Aujourd'hui, Ellen sent toute la lassitude dans la voix de sa soeur.
- J'ai peur, Ellen. Je me sens si seule et abandonnée.
- Tu as des amis, de la famille, prêts à t'épauler, du monde vers qui te tourner. Tu n'as qu'à demander.
- J'ai ma fierté, je n'ai pas envie d'être considérée avec cette sollicitude que l'on réserve aux gens fragiles...
- Arrête, personne n'est là pour te juger.
- Je le sais bien, c'est plus fort que moi.
- Tu sais, je pense que les gens aiment aider, reprend Ellen après un silence.
- C'est bien là le problème... Je crois que je l'espère autant que je le crains! Apporter son aide, ça n'est pas donné à tout le monde. Il faut savoir prêter une oreille attentive, écouter sans insinuer, savoir donner des conseils au bon moment. Ressentir sans prendre la place.
- C'est vrai. Il n'y a pas mission plus délicate que celle d'accueillir la souffrance sans vouloir à tout prix la soigner. Encore faut-il accepter l'aide que l'on te propose, ou même, aller la chercher.
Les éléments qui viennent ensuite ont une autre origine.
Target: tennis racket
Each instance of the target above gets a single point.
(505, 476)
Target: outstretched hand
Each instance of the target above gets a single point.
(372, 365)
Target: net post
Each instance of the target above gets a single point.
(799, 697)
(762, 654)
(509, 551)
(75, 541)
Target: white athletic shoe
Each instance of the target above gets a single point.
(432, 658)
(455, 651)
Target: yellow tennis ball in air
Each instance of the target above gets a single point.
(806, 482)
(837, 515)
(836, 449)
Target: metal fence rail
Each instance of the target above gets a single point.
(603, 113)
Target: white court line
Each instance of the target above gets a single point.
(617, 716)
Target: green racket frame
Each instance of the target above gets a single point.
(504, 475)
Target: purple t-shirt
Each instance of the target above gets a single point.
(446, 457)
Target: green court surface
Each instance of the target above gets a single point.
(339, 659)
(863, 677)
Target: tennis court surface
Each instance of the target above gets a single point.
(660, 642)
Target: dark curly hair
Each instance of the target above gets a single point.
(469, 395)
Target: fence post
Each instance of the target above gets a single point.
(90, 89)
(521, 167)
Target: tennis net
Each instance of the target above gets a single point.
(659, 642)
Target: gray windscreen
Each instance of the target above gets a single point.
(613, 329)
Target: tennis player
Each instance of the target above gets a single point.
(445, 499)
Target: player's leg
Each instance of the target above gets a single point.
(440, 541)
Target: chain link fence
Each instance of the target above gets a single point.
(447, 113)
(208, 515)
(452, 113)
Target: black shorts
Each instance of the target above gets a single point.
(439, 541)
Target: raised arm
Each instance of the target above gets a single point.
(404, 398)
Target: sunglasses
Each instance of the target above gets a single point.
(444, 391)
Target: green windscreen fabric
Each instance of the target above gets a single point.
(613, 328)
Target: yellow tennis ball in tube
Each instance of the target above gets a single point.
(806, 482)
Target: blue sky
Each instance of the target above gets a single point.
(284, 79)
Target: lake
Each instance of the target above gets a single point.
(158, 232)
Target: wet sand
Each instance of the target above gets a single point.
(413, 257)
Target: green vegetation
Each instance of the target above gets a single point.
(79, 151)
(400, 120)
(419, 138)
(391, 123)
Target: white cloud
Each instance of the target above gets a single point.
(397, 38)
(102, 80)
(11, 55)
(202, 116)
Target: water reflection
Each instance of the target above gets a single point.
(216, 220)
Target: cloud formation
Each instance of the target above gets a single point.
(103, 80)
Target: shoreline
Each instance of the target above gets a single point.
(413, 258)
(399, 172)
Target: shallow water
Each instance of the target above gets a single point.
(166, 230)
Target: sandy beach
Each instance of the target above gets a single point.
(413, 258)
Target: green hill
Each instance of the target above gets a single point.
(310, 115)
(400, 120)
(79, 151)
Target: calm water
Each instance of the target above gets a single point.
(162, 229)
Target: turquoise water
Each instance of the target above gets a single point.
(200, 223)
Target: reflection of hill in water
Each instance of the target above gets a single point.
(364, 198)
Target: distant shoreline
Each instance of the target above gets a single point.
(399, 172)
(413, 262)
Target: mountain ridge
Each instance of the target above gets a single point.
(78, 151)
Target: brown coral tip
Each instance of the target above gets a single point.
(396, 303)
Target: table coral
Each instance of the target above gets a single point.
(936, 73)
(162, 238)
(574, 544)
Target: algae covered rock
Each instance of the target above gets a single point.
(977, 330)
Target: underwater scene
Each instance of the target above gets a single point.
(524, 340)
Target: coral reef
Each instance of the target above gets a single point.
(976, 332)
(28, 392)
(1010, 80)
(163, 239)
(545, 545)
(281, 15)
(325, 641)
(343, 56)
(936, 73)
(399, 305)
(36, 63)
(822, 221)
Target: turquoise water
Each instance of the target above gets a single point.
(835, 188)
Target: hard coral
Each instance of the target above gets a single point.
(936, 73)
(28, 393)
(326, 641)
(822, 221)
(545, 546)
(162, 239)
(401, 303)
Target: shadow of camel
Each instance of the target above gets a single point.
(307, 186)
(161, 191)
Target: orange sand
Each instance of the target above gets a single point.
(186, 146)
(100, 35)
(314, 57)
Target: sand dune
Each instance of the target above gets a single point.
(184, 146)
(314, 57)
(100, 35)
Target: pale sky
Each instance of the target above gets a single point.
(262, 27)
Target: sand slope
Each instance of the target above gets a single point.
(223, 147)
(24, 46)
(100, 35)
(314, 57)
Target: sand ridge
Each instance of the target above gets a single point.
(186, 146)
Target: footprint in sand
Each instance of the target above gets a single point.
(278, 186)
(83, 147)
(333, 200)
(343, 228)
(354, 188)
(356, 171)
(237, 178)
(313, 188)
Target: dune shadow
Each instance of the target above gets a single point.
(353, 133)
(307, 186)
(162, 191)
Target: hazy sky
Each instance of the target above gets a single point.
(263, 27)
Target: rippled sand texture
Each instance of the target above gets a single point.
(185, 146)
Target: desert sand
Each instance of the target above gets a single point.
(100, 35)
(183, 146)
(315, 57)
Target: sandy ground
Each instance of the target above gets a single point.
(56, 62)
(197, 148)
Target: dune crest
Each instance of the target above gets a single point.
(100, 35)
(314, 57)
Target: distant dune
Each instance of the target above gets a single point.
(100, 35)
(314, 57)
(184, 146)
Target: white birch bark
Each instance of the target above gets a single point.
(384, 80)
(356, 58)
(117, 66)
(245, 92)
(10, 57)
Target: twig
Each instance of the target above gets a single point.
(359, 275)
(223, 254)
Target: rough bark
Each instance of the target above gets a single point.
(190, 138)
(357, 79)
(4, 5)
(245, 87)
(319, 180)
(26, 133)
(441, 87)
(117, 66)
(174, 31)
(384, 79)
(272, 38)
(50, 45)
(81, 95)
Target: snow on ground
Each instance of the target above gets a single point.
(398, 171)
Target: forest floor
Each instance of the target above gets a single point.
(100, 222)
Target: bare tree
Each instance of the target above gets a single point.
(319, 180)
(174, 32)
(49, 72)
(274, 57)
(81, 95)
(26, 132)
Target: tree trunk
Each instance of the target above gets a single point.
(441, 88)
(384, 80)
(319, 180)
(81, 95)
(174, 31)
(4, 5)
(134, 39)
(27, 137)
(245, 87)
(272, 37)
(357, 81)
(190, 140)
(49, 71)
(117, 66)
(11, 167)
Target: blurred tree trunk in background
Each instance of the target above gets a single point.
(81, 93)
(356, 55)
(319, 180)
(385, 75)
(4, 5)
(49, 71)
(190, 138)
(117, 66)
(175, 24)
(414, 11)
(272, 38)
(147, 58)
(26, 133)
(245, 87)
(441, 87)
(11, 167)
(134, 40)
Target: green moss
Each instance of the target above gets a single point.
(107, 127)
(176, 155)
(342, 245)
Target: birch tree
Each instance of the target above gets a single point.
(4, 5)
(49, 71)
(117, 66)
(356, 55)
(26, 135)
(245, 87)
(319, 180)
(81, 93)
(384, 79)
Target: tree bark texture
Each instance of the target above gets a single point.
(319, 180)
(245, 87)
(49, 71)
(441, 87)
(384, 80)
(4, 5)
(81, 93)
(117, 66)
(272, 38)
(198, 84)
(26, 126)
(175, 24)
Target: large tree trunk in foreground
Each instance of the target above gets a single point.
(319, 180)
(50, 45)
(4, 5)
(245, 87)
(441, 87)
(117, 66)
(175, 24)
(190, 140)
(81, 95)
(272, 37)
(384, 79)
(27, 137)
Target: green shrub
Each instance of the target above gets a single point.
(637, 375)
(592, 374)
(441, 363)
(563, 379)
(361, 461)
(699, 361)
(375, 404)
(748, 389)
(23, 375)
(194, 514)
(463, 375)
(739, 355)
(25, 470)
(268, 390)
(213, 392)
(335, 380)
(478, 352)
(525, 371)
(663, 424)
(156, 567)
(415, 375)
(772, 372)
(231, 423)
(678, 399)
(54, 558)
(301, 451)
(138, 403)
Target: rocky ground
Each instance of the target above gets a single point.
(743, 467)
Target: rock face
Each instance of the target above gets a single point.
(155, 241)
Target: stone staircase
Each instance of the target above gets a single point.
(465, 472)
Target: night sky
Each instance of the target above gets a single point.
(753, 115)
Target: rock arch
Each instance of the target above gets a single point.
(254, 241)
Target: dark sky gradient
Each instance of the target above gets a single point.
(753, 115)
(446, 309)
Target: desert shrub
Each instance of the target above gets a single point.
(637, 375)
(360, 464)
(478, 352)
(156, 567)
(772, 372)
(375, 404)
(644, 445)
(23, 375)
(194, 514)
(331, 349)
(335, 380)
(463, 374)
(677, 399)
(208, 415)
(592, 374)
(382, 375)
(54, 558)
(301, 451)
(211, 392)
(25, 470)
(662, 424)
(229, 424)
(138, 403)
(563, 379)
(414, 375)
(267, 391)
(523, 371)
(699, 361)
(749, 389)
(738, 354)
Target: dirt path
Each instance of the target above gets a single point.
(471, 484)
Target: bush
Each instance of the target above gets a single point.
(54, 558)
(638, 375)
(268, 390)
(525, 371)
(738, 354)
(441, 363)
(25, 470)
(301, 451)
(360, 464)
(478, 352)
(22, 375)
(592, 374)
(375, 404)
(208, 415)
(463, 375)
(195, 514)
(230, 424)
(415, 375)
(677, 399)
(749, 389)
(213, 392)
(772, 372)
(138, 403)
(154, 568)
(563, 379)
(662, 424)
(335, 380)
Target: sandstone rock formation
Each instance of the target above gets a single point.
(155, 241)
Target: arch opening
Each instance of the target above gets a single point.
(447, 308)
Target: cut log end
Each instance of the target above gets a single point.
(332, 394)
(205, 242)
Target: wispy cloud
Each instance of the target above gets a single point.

- C'est plus complexe que cela. Il faut savoir reconnaître quand on ne tient plus debout, qu'on s'écroule, fragile comme un château de cartes. Ce n'est pas si évident d'accepter le soutien, la main tendue, l'accompagnement offert. Certains en ont une conscience aiguë, d'autres passent à côté, incapable de faire autrement, ils s'isolent en remâchant leur colère. Je ne sais pas encore à quelle catégorie j'appartiens.
Le premier jour de chimiothérapie, Alma et Philip arrivent tôt à l'hôpital avec Tom. Philip s'absente pour signer les dernier formulaires nécessaires. Une infirmière vient poser la perfusion sur le cathéter. Elle demande à Tom de compter jusqu'à trois, l'aiguille s'enfonce dans sa peau. Pas encore familiairisé avec le procédé, Tom a un peu mal, se raidit et grimace, mais il bronche à peine. Il n'y a plus qu'à attendre que le liquide s'infiltre dans son sang. C'est long. Tom se morfond, s'occupe comme il peu. Alma a apporté ses jeux, ses livres favoris. Elle lui demande encore et encore si ça va, s'il a bien comprit ce qui se passe en lui. Dans l'esprit de Tom, c'est très simple. Quand on est malade, on va voir le docteur. Si c'est grave on va à l'hôpital, on est soigné et on guérit. Il n'y a pas d'alternative. Alma aimerait tellement être de nouveau petit enfant pour penser ainsi. Pour que la mort ne fasse pas partie des probabilités.